Transformação do ambiente escolar em lugar próprio para a efetiva formação contínua dos professores e melhoria da aprendizagem dos alunos.

Melhorar a qualidade do ensino e conseqüentemente do letramento, visando a utilização do mesmo como função social.

Os projetos visam enriquecer a formação do professor a fim de que sua prática se aprimore e os objetivos do PPP da Escola sejam atingidos. (Ibid. p. 157)

Objetivos:

Utilizar diferentes fontes de informação, visando o letramento.

Fazer do ambiente educativo um lugar para discussão e enriquecimento dos docentes e ao seu exercício de reflexão e crítica.

Valorizar as ações coletivas que repercutem na melhoria das condições de ensino.

Compreender as diferentes tecnologias visando a sua aplicação, através (sic) de novos recursos, em sala de aula a fim de garantir a inclusão do aluno no campo tecnológico e seu aprendizado com outros instrumentos.

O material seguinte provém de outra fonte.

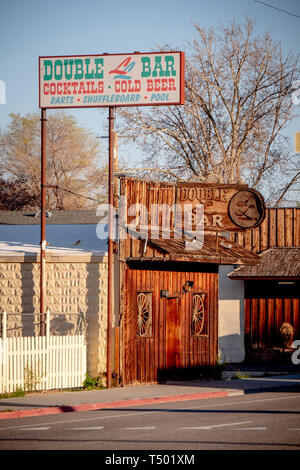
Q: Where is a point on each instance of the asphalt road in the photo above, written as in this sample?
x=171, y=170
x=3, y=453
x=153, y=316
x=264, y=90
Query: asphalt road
x=263, y=421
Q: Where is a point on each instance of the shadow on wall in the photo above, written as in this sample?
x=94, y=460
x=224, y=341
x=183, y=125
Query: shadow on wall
x=93, y=316
x=231, y=348
x=27, y=293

Possibilitar a capacitação dos professores para que possam elaborar atividades que atendam as necessidades dos alunos em todos os componentes curriculares. Integrar os projetos que serão desenvolvidos na U.E. (Educação sexual, Educom, Ler e escrever em todas as áreas do conhecimento, Mão na massa, PROFA). (Ibid. p. 156-157)

Essa versão do PEA teve parecer favorável da Supervisão de Ensino no dia 15 de março de 2004, a partir de quando passou a fazer parte das atividades dos professores. Desta

maneira, o PEA teria uma duração total de 294 horas-aula, com encerramento no dia 22 de dezembro de 2004.

Nesse novo Projeto, foram suprimidos os projetos “Tecnologias da U.E. e seu uso”, “Orçamento Participativo”, “Vamos Combinar” e “Proerd”.

Segundo as anotações de campo feitas durante a coleta de dados, o Projeto Educom.radio funcionou ao longo do ano da seguinte maneira: alguns professores da Unidade Escolar participavam aos sábados de reuniões envolvendo alunos, pais de alunos e os orientadores do Projeto, da ECA-USP e da própria Prefeitura. Tais encontros ocorriam em uma Unidade Escolar e envolviam várias escolas. A escola ora em estudo não recebeu o equipamento prometido e, usando o que possuía, ou seja, um reprodutor de CD, um microfone e uma caixa amplificadora de volume, durante os horários dos recreios, os alunos envolvidos davam alguns anúncios gerais sobre acontecimentos da escola e tocavam músicas escolhidas por eles mesmos. As discussões nos horários coletivos sobre este Projeto eram limitadas ao barulho que isto causava e sobre algumas alternativas para orientar os alunos à escolha das músicas a serem reproduzidas.